2. Wow Voopoo has come a long way with that beautiful design. Omg dual 21700 batteries, now that's a super winner!

Reactions: Like 3 | Winner 1


----------



## Juan_G (25/2/19)

1. @Silver @Paul33 
2. I think the GENE chip is awesome
3. Having dual 21700 means more vaping with this amazing looking mod! That a big bonus!

Reactions: Like 4 | Thanks 1


----------



## Paul33 (25/2/19)

@vicTor @Room Fogger 

Battery life for daaaaaaaays on this thing

Reactions: Like 5


----------



## ShamZ (25/2/19)

@hot.chillie35 @Paul33

Reactions: Like 4 | Thanks 1


----------



## ShamZ (25/2/19)

Great battery life from the dual 21s

But more so, it looks awesome! The lights are fun

Reactions: Like 4


----------



## hyphen (25/2/19)

@Brommer @DanTheMan 

Love the way it looks , very unique design.
Dual 21700 sounds amazing !

Reactions: Like 3


----------



## MRHarris1 (25/2/19)

1. @Not_Allan @FoRmAtEEr
2. The Dual 21700 Batteries, beautiful design and off course the Gene Chip .

Reactions: Like 3


----------



## Elmien (25/2/19)

@Asterix @ARYANTO 
Great battery life and colours what more do you need!

Reactions: Like 4 | Thanks 1


----------



## Cornelius (25/2/19)

@Room Fogger @JurgensSt 

Dual 21700 Batteries!

Reactions: Like 5


----------



## JurgensSt (25/2/19)

@Clouds4Days , @G+3

Dual Batteries

Send from the small screen

Reactions: Like 5


----------



## Humbolt (25/2/19)

@RainstormZA @Faiyaz Cheulkar 

Dual 21700 batteries FTW!

Reactions: Like 5


----------



## Brommer (25/2/19)

@hyphen @Asterix 

Dual 21700... how’s that for getting off the “grid”

Reactions: Like 5


----------



## Rafique (25/2/19)

@Resistance @Grand Guru
Looks decent
longer battery life

Reactions: Like 3 | Thanks 2


----------



## Grand Guru (25/2/19)

Very nice design!

@shaheedtait 
@etiennel22

Reactions: Like 5


----------



## Asterix (25/2/19)

@Brommer 
@Grand Guru 

Defintely the Duel 21700 batteries!

Reactions: Like 6


----------



## shaheedtait (25/2/19)

@Grand Guru
@Lee
Sleek design

Sent from my LM-G710 using Tapatalk

Reactions: Like 4


----------



## ARYANTO (25/2/19)

@Saintjie @Raindance @Cor 
Dual 21700 batteries - longer vape time
New GENE chip , and a new unique design [like the colour scheme]
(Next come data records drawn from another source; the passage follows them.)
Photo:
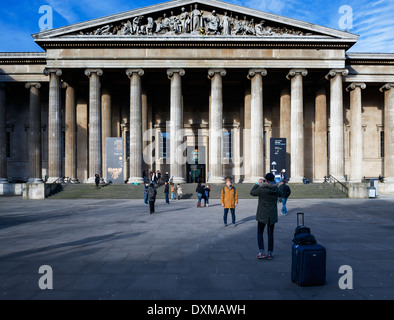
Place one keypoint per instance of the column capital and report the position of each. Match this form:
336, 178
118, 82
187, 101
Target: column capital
253, 72
293, 72
386, 86
48, 71
355, 85
88, 72
212, 72
66, 85
28, 85
333, 72
130, 72
170, 72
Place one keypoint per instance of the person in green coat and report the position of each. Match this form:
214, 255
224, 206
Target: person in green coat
267, 212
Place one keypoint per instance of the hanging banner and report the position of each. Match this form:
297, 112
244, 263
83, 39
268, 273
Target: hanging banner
114, 163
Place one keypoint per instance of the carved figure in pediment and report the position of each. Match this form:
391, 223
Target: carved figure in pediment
185, 21
150, 27
126, 28
137, 24
238, 26
248, 27
175, 23
225, 24
262, 30
212, 23
163, 25
105, 30
196, 18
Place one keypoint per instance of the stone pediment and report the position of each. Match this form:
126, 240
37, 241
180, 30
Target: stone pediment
193, 20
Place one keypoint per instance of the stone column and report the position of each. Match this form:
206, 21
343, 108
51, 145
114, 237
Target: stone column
135, 125
95, 156
3, 133
70, 169
256, 124
54, 127
337, 159
177, 169
320, 152
388, 90
356, 137
285, 123
297, 124
106, 110
35, 172
216, 126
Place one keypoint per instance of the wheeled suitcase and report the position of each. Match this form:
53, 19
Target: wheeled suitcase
308, 259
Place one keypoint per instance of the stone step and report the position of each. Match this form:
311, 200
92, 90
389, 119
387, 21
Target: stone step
124, 191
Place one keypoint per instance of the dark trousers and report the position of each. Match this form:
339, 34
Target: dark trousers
270, 232
152, 206
232, 215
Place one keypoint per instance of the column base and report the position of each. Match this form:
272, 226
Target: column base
216, 180
35, 180
55, 180
135, 180
178, 180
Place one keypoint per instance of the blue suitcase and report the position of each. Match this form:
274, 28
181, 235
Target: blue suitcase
308, 267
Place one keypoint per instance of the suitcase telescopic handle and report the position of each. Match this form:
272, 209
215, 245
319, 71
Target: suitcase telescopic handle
298, 218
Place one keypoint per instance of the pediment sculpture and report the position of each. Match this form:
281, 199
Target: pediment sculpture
193, 22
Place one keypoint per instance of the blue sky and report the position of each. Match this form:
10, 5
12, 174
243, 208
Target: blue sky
372, 19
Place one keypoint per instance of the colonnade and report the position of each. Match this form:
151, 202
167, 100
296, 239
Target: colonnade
294, 117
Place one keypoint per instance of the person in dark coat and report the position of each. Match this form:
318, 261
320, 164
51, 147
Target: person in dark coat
152, 197
146, 188
97, 180
200, 192
285, 192
267, 212
166, 191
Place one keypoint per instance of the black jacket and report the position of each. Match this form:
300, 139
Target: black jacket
284, 191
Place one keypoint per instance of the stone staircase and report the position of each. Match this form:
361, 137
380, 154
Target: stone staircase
124, 191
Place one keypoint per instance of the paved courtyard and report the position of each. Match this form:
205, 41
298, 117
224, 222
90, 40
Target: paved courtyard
114, 249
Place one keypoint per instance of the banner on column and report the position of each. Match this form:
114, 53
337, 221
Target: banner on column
115, 158
278, 157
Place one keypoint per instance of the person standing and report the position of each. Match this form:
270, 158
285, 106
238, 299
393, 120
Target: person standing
152, 197
207, 189
229, 200
267, 212
172, 191
199, 191
97, 180
179, 191
146, 188
166, 191
285, 192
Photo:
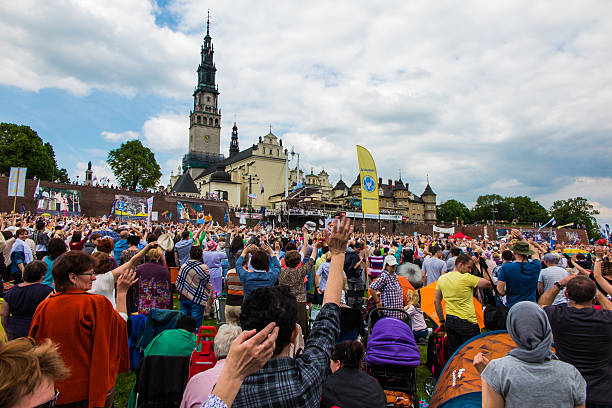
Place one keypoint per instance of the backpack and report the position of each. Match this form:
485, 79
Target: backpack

Reactions: Like 5 | Winner 1


----------



## Faiyaz Cheulkar (25/2/19)

@Moerse Rooikat @MrGSmokeFree 
Dual 21700 batteries means longer vape time

Reactions: Like 5


----------



## Faiyaz Cheulkar (25/2/19)

@Puff the Magic Dragon @Raindance 
voopoo chip is just awesome

Reactions: Like 3


----------



## Saintjie (25/2/19)

@NOOB @ARYANTO 

The flickering & colorful breathing LED light!

Reactions: Like 3


----------



## Silver (25/2/19)

@Rob Fisher , @Christos 

Am quite excited because I guess this mod with its 2x21700 batts can power my little Evod1 at 6 Watts for a whole week or two.

I think this might be useful if we get load shedding again....

Reactions: Like 7 | Agree 1 | Funny 1


----------



## MrGSmokeFree (25/2/19)

@Faiyaz Cheulkar @KZOR 

Dual 21700 batteries for MTL vaping should last me a couple of weeks.

Reactions: Like 8


----------



## Room Fogger (25/2/19)

@vicTor @Cor 
Stylish, great design and 2 x21700 = power for days!

Reactions: Like 6


----------



## Rob Fisher (25/2/19)

Silver said:


> @Rob Fisher , @Christos
> 
> Am quite excited because I guess this mod with its 2x21700 batts can power my little Evod1 at 6 Watts for a whole week or two.
> 
> I think this might be useful if we get load shedding again....



@SAVapeGear @Silver 

My guess is it will drive your Evod1 for a year or two!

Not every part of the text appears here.